Exact value for cos(2Pi/5) and sin(2Pi/5) using complex roots.

Complex roots can be used to calculate the exact trigonometric value for unusual angles; for example cos(2π/5) and sin(2π/5). Choosing z⁵=1 will produce five complex roots aligned as shown in the first diagram. All five roots must be equally spaced over 2π, so their radial spacing will be 2π/5.A right triangle can be superimposed on z₂ as shown in diagram 2 with the angle at the origin being 2π/5.

 

 

For z⁵=1 the modulus for all the roots =1, so z₁ … z₅ are all on a unit circle (diagram 3). Thus from trigonometry, the x-coordinate of z₂= cos(2π/5) and the y-coordinate of z₂ = sin(2π/5).

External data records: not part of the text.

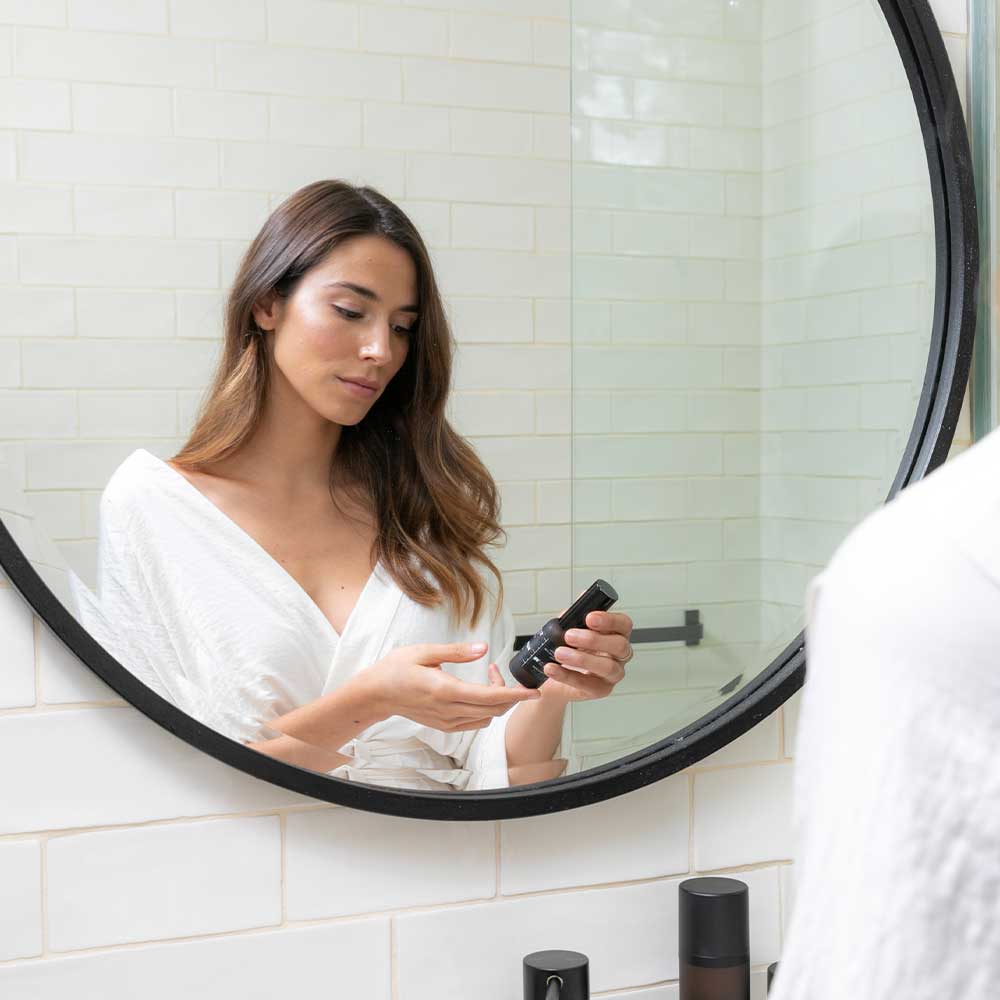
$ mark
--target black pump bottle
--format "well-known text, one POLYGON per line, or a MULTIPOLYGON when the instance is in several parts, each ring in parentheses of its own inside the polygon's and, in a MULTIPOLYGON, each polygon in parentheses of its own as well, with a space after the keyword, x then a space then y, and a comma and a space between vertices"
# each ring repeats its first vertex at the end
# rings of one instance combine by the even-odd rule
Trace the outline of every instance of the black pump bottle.
POLYGON ((750 891, 705 876, 678 891, 680 1000, 750 1000, 750 891))
POLYGON ((590 1000, 590 961, 583 952, 533 951, 522 965, 524 1000, 590 1000))

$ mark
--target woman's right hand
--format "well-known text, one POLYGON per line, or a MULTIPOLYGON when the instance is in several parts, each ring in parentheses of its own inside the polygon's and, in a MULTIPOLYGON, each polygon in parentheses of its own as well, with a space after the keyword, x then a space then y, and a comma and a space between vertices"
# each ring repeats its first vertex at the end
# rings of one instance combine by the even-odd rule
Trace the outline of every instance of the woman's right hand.
POLYGON ((442 663, 478 660, 485 651, 467 642, 397 646, 356 680, 366 686, 379 718, 402 715, 446 733, 482 729, 519 701, 542 696, 537 688, 507 687, 495 663, 489 666, 489 684, 459 680, 441 669, 442 663))

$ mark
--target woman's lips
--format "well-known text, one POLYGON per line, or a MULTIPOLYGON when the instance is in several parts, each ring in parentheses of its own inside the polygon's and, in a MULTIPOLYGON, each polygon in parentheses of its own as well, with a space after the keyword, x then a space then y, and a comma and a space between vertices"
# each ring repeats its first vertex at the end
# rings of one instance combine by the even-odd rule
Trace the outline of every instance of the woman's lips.
POLYGON ((349 379, 341 378, 337 376, 337 380, 340 382, 348 392, 353 393, 360 399, 371 399, 372 396, 378 391, 377 389, 369 389, 366 385, 359 385, 357 382, 351 382, 349 379))

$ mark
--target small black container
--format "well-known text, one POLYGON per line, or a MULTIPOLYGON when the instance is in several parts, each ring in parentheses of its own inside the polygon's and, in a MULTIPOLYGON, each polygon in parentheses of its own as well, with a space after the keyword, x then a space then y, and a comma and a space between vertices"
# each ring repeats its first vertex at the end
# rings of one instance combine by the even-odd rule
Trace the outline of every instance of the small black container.
POLYGON ((750 1000, 750 890, 735 878, 681 882, 680 1000, 750 1000))
POLYGON ((533 951, 524 956, 524 1000, 590 1000, 590 965, 579 951, 533 951), (550 980, 558 980, 553 986, 550 980), (551 989, 551 993, 549 992, 551 989))

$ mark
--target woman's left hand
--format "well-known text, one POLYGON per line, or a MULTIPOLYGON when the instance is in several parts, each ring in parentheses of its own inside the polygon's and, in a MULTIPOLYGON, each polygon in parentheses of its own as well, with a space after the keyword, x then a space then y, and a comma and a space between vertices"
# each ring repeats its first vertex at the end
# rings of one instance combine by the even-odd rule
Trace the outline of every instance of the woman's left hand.
POLYGON ((559 662, 545 665, 549 679, 540 689, 543 700, 606 698, 625 676, 625 664, 634 655, 632 619, 621 611, 591 611, 586 623, 586 628, 567 630, 555 652, 559 662))

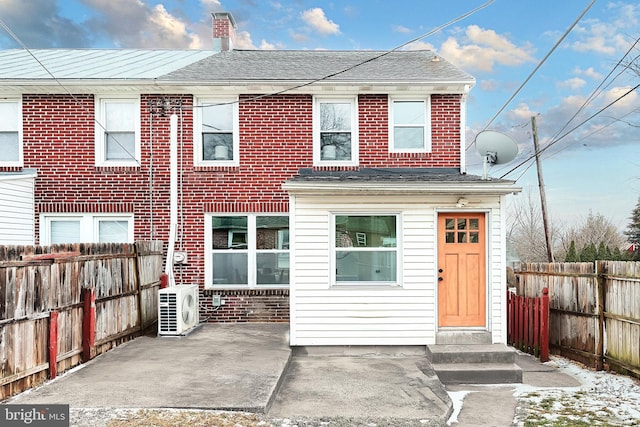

Calculating their value requires some clever maths.

 

In Cartesian form let z⁵=(x+yi)⁵.  If z⁵=1+0i, then (x+yi)⁵=1+0i. So the first step is to expand (x+yi)⁵ collect Re() and Im() parts and equate the Re() part to 1. (Diagram 4 lines 1 and 2)

 

This real part contains both x and y. In order to solve for x we first eliminate y by returning to the fact that z₂ is on a unit circle so x²+y²=1. Rearranging this gives y²=1-x² which can be used as a substitute for y² and y⁴ since y⁴=(y²)². (Diagram 4 lines 3, 4 and 5).

 

Now we have an equation in x only and resorting to a CAS calculator to solve it yields three exact values for x (Diagram 5 lines 1 and 2).

As z₂ is in the first quadrant we choose the positive value of x as cos(2π/5) and use this value to calculate y=sin(2π/5) (diagram 5 lines 3 and 4).